All the cars are pretty equal so any passing takes a bit of skill. But since there were so many cars, something was always happening. The pole sitter was Ken Dobson (speedvision ERRR... speed channel driver) who had set a lap record for spec miatas during qualifying. Another speed channel driver set an even better record during the race (1:48). Second on the grid was Barry Hartzel. The battle for first was great - Dobson and Hartzel were nose to tail (with Dobson in first) the entire race except for a brief period when one car got between them, but Hartzel passed him back. Then, Hartzel made a great move on one of the final laps, where he got inside of Dobson and they went side by side in turn 2. Hartzel forced Dobson wide into the dirt, but remarkably Dobson kept his momentum, got back on track still side by side, and since the next turn went the other direction now Dobson had the inside, so we was able to take the line away and get back in front.
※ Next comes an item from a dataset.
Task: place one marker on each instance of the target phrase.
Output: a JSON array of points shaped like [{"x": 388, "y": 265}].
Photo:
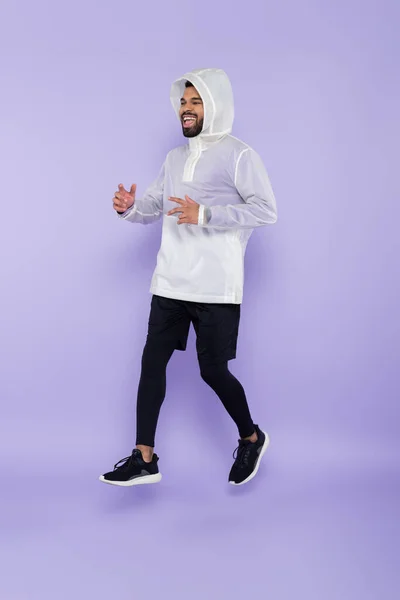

That's how they finished.
Meanwhile, Dave started 55th and moved up a few positions. He made a great move to pass someone on the inside of turn 2 at one point, but couldn't hold the line and had to make the choice of using the car on the outside as a guard rail, or lift/get on the brakes. He did the latter and ended up spinning, but got going again without contact and made up most if not all of the positions he lost. He finished 47th. Like I said, great action all over the place - from my vantage point above turn 2 you could see turns 2,3,4,5,9,10, and 11. Lots of great passing, 2 or 3 wide in the corners, spins, offs, and fortunately no major wrecks. They did have to go yellow for a couple laps to tow a disabled car out of the corkscrew, which many times was taken 3 cars wide.
After the race, we were describing to Dave what happened with Hartzel's almost-pass and Dave's wife said "Hartzel did the gentlemanly thing and let Dobson by" implying that Hartzel would have been within the rules to chop him off on the turn in, but that was incorrect so I pointed out "No, Dobson was nose to nose at the turn in - he legitimately had the line", and right when I said that Dobson was walking by to congratulate Hartzel on a good race and he heard me say that and looked over and smirked as if to say "You got that right, buddy!"
All the days had perfect weather, clear skies, etc. except for a little overcast/fog fri morning and that wind Sat afternoon. Awesome weekend. Such pageantry. Speed Channel filmed the miata race - I got to see them install several in-car cameras - and will air the race sometime later this year. The only thing about the whole weekend that sucked was that I wasn't one of the racers.
That was basically it - I bought a t-shirt from one of the vendors, and got some free water bottles from mazda. Dave got free caps and t-shirts. 3 very long and tiring days - can't imagine if I had been racing as well, like Dave and all the other drivers. Stopped at the Pea Soup Andersen exit on the way back for fuel and food, decided to get an omelette from Denny's which was a huge mistake because when I got back in the car I was half an hour more tired. Got home around 11. Hope I get to do it again for the American Le Mans series in the fall, or for the CART races again next year. It certainly seemed a success from Mazda's point of view, so I'm sure it will happen again.